The innovative capability of the company depends on its absorptive capacity - the ability to recognize the value of new external information, assimilate it and apply it to commercial ends. (Cohen and Levinthal, 1990). Here comes the importance of strategic alliances and collaborations as a source for external information. In P&G this ability can be seen in absorbing the information through its proprietary and open networks. Using them, P&G searches for the ideas in state and private labs, universities and other research institutions; the company taps suppliers, retailers, competitors, development and trade partners, VC firms, and individual entrepreneurs. There are 70 technology entrepreneurs around the world working for P&G, who create external connections by for example meeting with university and industry researchers and organizing supplier networks. They operate in six connect-and-development hubs in the world: in China, India, Japan, Western Europe, Latin America and the United States. Each hub focuses on that products and technologies that are the specialties of its region. The networks of P&G with its suppliers, the top 15 of which have estimated combined number of R&D staff of 50,000, show very effective collaboration. In 2006 there was a 30% increase in innovation projects that were led jointly with the suppliers' researchers. There are cases when the suppliers' researchers work in P&G's labs, and vice-versa, showing the example of what P&G call "cocreation", a better type of collaboration than the traditional joint development. (Huston and Sakkab, 2006)

As Dodgson et al. claim in their research: "P&G strategy for growth through innovation, and innovation through building connections is, therefore, not so new. What are new are the organizational practices and technological media that assist its implementation." As the major new organisational practice the new connect-and-develop business model can be seen itself; and as a part of technological media, there are Internet-based platforms that operate as innovation intermediaries.
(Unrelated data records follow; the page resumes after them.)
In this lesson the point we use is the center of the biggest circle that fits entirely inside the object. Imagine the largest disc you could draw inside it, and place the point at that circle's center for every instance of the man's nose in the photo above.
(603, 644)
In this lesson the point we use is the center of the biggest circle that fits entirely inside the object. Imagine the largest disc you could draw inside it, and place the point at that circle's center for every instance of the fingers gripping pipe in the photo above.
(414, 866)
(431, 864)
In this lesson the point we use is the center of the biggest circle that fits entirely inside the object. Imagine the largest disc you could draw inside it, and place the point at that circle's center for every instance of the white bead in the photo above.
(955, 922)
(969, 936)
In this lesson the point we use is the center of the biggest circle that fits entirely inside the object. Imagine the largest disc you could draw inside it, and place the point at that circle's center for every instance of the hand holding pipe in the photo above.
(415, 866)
Such platforms are NineSigma, Innocentive, YourEncore and Each of them with their own peculiarities and the purpose it was created for, have valuable impact on innovation processes with the real outcome in a form of completed projects, agreements for further collaborations and wide licensing opportunities.
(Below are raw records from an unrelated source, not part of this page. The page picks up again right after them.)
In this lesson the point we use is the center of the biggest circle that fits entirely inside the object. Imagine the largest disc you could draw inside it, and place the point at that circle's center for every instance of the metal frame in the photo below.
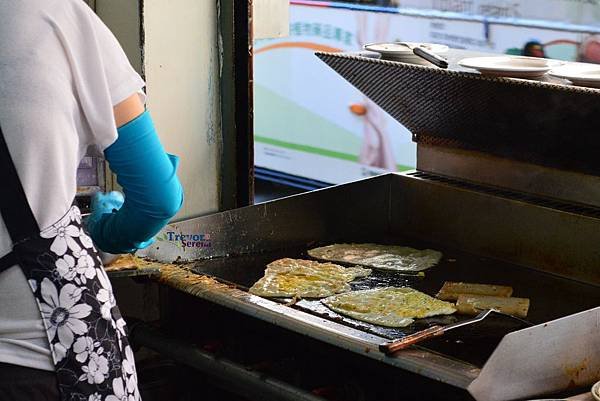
(237, 154)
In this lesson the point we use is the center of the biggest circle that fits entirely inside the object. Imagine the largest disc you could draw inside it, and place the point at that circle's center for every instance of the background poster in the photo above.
(310, 122)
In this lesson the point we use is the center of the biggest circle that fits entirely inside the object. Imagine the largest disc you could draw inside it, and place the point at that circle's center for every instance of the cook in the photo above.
(65, 86)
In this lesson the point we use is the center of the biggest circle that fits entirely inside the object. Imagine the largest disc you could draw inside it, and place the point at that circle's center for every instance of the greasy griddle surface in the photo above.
(551, 296)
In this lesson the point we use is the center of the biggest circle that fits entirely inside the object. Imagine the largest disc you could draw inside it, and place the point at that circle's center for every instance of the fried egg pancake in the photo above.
(389, 306)
(385, 257)
(305, 279)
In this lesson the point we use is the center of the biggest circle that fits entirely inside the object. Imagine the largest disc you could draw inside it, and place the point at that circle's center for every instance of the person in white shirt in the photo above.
(66, 86)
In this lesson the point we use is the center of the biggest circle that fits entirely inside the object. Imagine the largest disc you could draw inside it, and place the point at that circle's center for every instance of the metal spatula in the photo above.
(427, 55)
(437, 330)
As an example of successful collaboration the case with Pringles can be described. In 2002 P&G was thinking of making the snack Pringles more novel and attractive and there came a great idea of printing pictures and fun texts on each crisp. As the way of printing it could be ink-jetting pictures onto the potato dough, so every crisp would have to be printed as it came out of frying. This process supposed to be very complex, because the sharp images had to be printed in multiple colours upon thousand of crisps each minute, when they were still at a high humidity and temperature. And the hard thing was to develop edible dyes that could meet these needs. Previously the company would have spent a lot of money and time just to develop the workable process. Instead of doing so, company was looking for ready solution of this problem throughout the global network of individuals and institutions. P&G discovered a ready-made solution through the European network: in Bologna, Italy, there was a small bakery headed by university professor who also had a baking equipment production. His invented ink-jet method for edible images on cakes and cookies was the key for solving the problem. The technology was rapidly adapted and Pringles Printers were launched in 2004 from concept to a product in less than a year. Over the next two years North America Pringles business achieved double-digit growth. (Huston and Sakkab, 2006)




2. P&G 2009 Annual Report, accessed on 13.01.2010.